I was staring at a candle in my room, and thinking about all of that wasted heat when I started searching for how many candles it would take to heat a room. Obviously I knew that this wasn't a viable pursuit, but I thought it might lead to some interesting thoughts along the same line. A couple of web pages later I found a guy that had the right idea! It's obvious that a single candle wont do a lot for an entire room, but if all of that heat is concentrated at human height (say, sitting at a desk), then there may be something! Here's what I found:
Basically, the guy took several clay pots, a bolt, some nuts and washers, and a little time and made a candle heat storage unit! It gets pretty warm and reviewers said it was great for a small area heater. Let me know what you guys think, I thought it was nifty and I'm going to build one myself
I've seen these. They are effective over short distances and in small spaces. You won't be heating your house with these, but you can heat a person.
As a microheater, it can be used to stay warm while reducing the heating demand for the rest of the house.
I remember that article, it was a real eye opener for heating possibilities.

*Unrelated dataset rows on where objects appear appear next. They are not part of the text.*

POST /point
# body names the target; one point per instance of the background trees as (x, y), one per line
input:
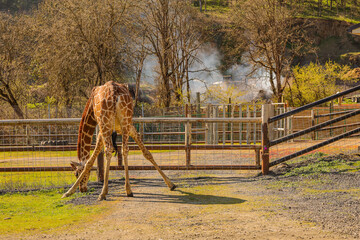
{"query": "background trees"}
(272, 39)
(170, 30)
(314, 82)
(16, 42)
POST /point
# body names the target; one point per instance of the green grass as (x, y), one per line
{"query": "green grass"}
(54, 154)
(41, 210)
(323, 166)
(35, 180)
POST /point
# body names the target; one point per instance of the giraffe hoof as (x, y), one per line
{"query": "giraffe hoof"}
(65, 195)
(100, 198)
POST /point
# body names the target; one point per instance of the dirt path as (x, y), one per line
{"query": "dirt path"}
(216, 206)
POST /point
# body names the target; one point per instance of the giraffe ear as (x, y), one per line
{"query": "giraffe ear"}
(74, 165)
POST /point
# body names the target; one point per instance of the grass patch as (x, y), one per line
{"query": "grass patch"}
(41, 210)
(325, 165)
(36, 180)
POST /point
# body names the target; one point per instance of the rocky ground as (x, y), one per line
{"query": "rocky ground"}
(317, 197)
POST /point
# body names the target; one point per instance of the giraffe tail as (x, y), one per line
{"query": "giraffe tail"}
(113, 138)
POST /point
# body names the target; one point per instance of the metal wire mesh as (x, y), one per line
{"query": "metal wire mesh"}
(35, 153)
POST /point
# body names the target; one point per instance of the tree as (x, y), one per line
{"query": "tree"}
(83, 43)
(272, 38)
(170, 32)
(15, 59)
(314, 82)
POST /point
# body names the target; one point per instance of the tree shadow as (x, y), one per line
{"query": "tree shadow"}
(187, 198)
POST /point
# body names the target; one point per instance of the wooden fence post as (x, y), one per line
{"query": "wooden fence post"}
(313, 134)
(188, 138)
(100, 167)
(265, 140)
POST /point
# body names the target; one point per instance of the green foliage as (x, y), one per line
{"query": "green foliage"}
(320, 164)
(221, 94)
(314, 81)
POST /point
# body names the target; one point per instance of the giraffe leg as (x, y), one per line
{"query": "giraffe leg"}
(104, 190)
(148, 156)
(87, 167)
(125, 152)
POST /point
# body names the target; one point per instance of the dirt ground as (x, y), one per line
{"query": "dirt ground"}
(226, 205)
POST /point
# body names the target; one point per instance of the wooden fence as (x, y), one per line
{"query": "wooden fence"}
(227, 127)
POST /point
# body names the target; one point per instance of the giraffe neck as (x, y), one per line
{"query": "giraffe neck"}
(86, 131)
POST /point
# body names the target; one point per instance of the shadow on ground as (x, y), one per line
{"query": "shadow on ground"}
(145, 190)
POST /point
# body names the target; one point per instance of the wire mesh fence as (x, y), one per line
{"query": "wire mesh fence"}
(36, 153)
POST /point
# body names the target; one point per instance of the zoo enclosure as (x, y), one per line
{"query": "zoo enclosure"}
(214, 137)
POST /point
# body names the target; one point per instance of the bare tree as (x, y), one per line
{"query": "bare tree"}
(171, 33)
(84, 43)
(15, 41)
(273, 38)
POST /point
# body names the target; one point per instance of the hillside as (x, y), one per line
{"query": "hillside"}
(328, 31)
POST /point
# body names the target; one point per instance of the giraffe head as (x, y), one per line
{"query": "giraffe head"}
(78, 167)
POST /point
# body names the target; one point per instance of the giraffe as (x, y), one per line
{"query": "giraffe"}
(110, 107)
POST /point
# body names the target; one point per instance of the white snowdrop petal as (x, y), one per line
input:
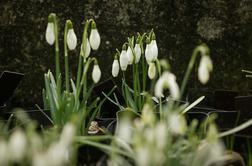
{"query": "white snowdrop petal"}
(50, 36)
(96, 73)
(159, 87)
(94, 39)
(167, 80)
(154, 49)
(88, 49)
(115, 68)
(130, 56)
(71, 39)
(137, 50)
(123, 60)
(205, 67)
(148, 53)
(152, 70)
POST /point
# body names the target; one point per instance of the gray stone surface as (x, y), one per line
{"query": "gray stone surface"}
(226, 26)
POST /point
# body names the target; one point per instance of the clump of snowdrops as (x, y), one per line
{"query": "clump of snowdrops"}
(66, 98)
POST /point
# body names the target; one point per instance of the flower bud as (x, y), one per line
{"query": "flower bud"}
(167, 80)
(205, 67)
(71, 39)
(50, 36)
(88, 49)
(154, 49)
(115, 67)
(94, 37)
(123, 59)
(148, 53)
(96, 73)
(152, 70)
(137, 50)
(130, 56)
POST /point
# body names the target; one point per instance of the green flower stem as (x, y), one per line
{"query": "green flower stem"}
(138, 88)
(84, 47)
(79, 71)
(84, 75)
(66, 58)
(57, 56)
(160, 100)
(188, 71)
(144, 70)
(124, 89)
(135, 83)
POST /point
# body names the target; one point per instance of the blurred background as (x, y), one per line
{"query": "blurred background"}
(224, 25)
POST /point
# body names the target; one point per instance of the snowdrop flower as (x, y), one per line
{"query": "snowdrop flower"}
(148, 53)
(154, 48)
(94, 37)
(130, 56)
(71, 36)
(96, 73)
(123, 59)
(205, 67)
(3, 153)
(177, 123)
(115, 67)
(137, 50)
(17, 145)
(88, 49)
(167, 80)
(148, 116)
(203, 49)
(152, 70)
(50, 36)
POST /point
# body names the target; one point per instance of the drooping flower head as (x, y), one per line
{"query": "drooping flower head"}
(148, 51)
(137, 50)
(94, 37)
(96, 73)
(123, 59)
(167, 80)
(154, 48)
(152, 70)
(205, 66)
(115, 67)
(50, 29)
(87, 51)
(71, 36)
(130, 55)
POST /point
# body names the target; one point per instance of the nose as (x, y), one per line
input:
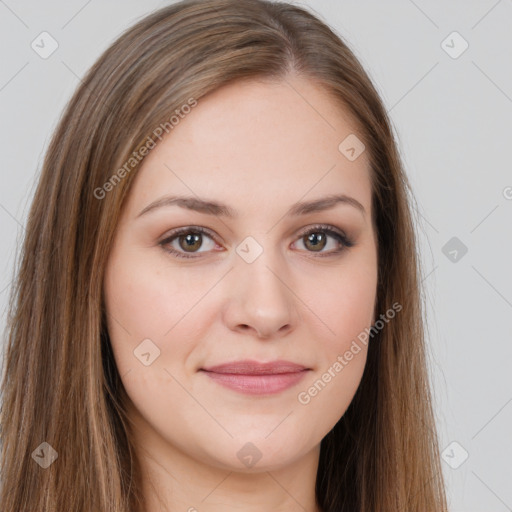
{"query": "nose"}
(259, 300)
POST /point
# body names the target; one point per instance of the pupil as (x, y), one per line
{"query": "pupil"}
(317, 240)
(192, 241)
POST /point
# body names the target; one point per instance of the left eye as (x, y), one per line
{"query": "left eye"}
(315, 239)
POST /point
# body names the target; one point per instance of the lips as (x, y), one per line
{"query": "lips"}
(248, 367)
(253, 378)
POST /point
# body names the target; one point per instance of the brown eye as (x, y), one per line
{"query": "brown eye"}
(186, 242)
(321, 237)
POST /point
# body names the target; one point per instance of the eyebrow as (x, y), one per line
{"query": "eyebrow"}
(222, 210)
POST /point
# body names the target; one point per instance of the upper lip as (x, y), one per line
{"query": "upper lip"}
(249, 367)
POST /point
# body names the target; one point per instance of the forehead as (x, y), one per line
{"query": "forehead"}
(252, 143)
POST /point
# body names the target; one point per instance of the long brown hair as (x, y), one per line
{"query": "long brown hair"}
(60, 384)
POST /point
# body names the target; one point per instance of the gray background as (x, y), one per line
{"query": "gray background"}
(453, 121)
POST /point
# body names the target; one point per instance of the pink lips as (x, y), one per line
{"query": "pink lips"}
(255, 378)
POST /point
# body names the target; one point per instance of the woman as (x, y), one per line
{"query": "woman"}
(218, 301)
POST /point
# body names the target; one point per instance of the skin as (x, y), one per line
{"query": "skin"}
(258, 147)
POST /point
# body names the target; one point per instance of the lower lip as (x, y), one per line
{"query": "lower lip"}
(257, 384)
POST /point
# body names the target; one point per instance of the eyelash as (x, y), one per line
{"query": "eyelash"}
(329, 230)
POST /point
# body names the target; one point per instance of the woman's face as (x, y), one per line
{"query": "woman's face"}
(269, 282)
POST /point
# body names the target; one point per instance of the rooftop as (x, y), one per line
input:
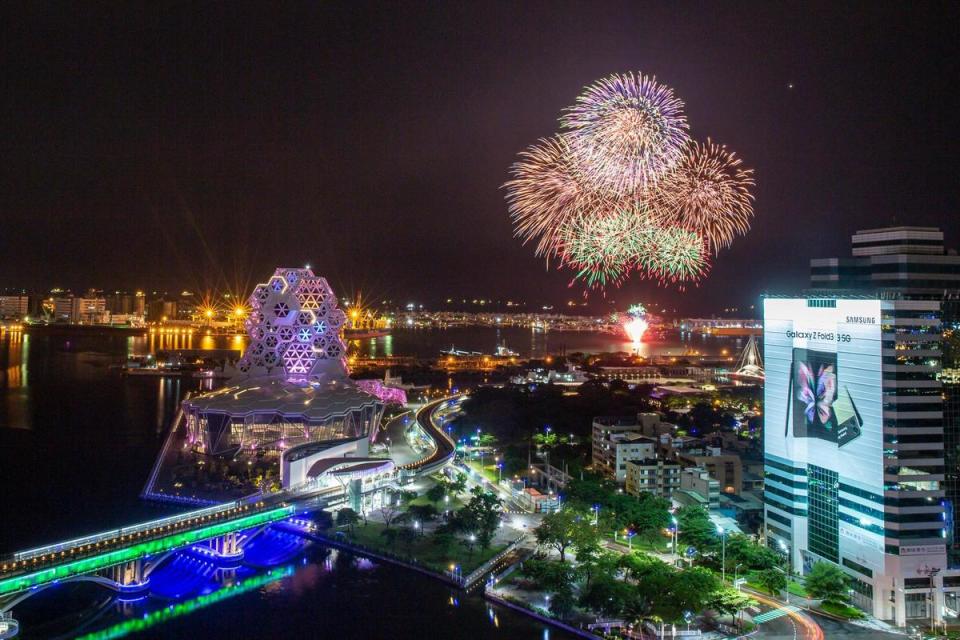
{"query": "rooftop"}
(312, 402)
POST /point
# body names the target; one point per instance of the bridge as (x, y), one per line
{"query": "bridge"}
(123, 559)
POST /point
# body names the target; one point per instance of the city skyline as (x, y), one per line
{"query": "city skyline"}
(365, 140)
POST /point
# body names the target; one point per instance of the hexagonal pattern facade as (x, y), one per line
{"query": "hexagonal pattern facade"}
(294, 328)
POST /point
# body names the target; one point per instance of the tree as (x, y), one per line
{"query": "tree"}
(479, 517)
(486, 440)
(406, 536)
(773, 580)
(595, 563)
(406, 496)
(549, 575)
(389, 509)
(653, 578)
(443, 540)
(422, 512)
(558, 530)
(459, 484)
(730, 602)
(390, 535)
(696, 528)
(691, 590)
(827, 582)
(347, 517)
(436, 492)
(607, 595)
(563, 602)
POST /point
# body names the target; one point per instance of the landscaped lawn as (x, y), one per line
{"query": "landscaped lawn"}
(842, 610)
(489, 471)
(657, 546)
(422, 549)
(453, 505)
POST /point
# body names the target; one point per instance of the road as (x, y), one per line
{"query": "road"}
(803, 625)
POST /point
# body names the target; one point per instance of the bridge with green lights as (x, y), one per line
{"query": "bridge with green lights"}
(122, 559)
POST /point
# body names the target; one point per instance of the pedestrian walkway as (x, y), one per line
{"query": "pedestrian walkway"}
(774, 614)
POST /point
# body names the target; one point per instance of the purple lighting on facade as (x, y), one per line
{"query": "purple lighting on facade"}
(295, 326)
(387, 395)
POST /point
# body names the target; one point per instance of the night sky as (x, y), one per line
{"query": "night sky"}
(198, 146)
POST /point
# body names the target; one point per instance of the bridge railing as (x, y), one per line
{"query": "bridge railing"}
(103, 536)
(445, 446)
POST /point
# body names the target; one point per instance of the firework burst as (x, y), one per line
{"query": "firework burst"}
(626, 131)
(678, 256)
(623, 190)
(547, 192)
(708, 192)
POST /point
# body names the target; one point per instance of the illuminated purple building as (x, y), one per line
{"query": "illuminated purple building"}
(291, 394)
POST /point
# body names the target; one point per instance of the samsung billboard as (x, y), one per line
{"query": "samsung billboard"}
(823, 394)
(823, 406)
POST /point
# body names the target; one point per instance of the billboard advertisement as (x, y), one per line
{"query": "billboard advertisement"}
(823, 406)
(823, 391)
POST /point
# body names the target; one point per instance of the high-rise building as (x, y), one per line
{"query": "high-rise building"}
(17, 306)
(858, 449)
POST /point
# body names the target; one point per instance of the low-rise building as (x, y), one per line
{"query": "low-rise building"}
(14, 306)
(698, 480)
(726, 468)
(659, 477)
(617, 440)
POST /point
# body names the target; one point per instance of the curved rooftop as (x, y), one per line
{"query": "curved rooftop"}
(312, 402)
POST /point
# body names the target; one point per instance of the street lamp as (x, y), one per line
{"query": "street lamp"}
(676, 534)
(723, 557)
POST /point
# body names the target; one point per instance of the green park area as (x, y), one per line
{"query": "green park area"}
(446, 529)
(585, 570)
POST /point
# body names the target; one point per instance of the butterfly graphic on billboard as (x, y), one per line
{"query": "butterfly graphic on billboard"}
(817, 392)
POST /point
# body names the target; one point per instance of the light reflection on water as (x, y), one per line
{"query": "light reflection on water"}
(73, 429)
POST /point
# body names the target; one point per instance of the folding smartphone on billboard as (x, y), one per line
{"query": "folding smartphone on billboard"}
(821, 407)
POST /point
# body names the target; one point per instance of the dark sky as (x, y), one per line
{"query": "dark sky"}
(198, 145)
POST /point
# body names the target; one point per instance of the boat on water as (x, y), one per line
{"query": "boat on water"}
(360, 334)
(502, 351)
(453, 351)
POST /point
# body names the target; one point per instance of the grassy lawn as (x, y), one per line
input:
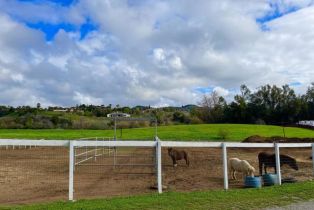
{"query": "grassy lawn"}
(204, 132)
(232, 199)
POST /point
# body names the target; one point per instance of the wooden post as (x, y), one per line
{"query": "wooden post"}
(225, 165)
(159, 174)
(71, 171)
(313, 157)
(278, 171)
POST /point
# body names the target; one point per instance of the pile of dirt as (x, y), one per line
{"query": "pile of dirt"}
(277, 139)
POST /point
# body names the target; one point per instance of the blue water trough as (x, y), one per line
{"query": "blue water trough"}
(253, 182)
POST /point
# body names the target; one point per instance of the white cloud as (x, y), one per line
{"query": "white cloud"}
(221, 91)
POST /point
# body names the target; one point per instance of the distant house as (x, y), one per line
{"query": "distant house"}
(118, 114)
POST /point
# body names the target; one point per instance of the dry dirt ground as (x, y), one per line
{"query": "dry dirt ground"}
(29, 175)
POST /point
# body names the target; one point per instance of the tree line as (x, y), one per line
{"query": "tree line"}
(269, 104)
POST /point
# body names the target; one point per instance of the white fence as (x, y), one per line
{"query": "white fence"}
(158, 145)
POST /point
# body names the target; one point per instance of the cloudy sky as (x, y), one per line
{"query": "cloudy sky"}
(150, 52)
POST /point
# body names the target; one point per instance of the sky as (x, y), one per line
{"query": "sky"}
(150, 52)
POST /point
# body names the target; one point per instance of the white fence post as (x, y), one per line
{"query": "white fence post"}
(278, 171)
(159, 174)
(313, 157)
(225, 165)
(71, 170)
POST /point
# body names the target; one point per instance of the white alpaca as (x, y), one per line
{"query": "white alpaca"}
(237, 165)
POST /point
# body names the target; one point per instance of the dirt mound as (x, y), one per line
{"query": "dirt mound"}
(261, 139)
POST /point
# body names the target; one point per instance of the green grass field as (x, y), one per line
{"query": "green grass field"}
(204, 132)
(232, 199)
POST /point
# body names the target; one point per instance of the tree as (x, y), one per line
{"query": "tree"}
(212, 108)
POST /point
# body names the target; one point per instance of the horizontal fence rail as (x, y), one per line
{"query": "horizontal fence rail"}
(158, 145)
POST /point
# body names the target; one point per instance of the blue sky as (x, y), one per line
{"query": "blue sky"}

I made a makeshift candle heater for my desk and it really kept my hands at a nice temperature! (upside down metal camping bowl supporter by 2 mini soda cans over a fair-sized candle)
It got me to thinking about mini-bells for candles and kerosene lanterns, etc..
His heat stick idea could be incorporated into an air to air heat exchanger that could blow heat from a lamp under a table or desk.
Check out this wax stove. Very nice, but I think that the small reservoir makes it inconvenient for home use. They seem to be targeting the high end outdoors market right now. It could make an excellent emergency heat/light source, and with a larger reservoir it could be a good off-grid alternative.